Effects of HPL motif mutation on nCBP-2 affinity for CBSV VPg and translation initiation

a) Alignment of human eIF4E protein sequence with variants of cassava nCBP-2. The conserved HPL motif is boxed in red and the L51F mutation in nCBP-2 is highlighted in cyan. Asterisks denote conserved amino acid residues. b) Quantitative yeast two-hybrid analysis of CBSV VPg interaction with nCBP-2 variants. c) T93C eif4e yeast transformed with pG1.1 encoding Arabidopsis eIF4E1 or cassava nCBP-2 variants under the control of a constitutive promoter. nCBP-2 variants are N-terminally tagged with 3xFLAG. The T93C yeast strain harbors a plasmid encoding galactose-inducible and glucose-repressible yeast eIF4E. d) Western blot analysis of nCBP-2 expression in yeast used in c). A segment of coomassie stained membrane is presented for loading control.

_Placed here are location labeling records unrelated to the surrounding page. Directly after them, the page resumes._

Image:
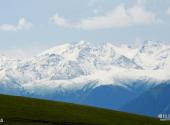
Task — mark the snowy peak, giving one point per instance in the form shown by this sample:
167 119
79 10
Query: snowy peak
152 55
75 65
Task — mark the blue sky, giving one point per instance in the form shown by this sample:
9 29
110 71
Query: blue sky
28 27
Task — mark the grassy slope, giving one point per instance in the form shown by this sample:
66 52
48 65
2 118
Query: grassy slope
26 111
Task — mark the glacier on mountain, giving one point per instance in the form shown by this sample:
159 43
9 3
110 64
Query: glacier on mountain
72 66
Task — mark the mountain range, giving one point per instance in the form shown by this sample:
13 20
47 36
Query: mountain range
126 78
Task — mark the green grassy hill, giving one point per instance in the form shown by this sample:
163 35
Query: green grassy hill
27 111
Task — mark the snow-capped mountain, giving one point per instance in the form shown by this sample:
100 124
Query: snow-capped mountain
75 66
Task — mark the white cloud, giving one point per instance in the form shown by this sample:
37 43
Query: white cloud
118 17
168 11
59 21
22 24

nCBP-2K45_L51del and nCBP-2L51F exhibit reduced affinity for CBSV VPg, in vitro

a) GST pulldown experiment assessing the ability of GST-nCBP-2 variants to bind CBSV VPg. Full-length protein eluate band intensities are presented underneath the eluate western blots and are expressed relative to the sample with the strongest band intensity. b) Analysis of eluate VPg band intensity across three GST-pulldown experiments. Band intensities are normalized to account for differing amounts of GST-fusion protein pulled down and expressed relative to VPg intensity in the GST-nCBP-2 sample.

Effects of mutating the HPL motif leucine in Arabidopsis eIF(iso)4E

a) Quantitative yeast two-hybrid analysis of TuMV VPg interaction with wild type Arabidopsis eIF(iso)4E alongside W92L/K149E and L28F mutants. b) T93C eif4e yeast complementation assay with wild-type and mutant eIF4E-family genes from Arabidopsis and cassava. c) Western blot analysis of eIF(iso)4E and nCBP-2 variants from cells used in (b).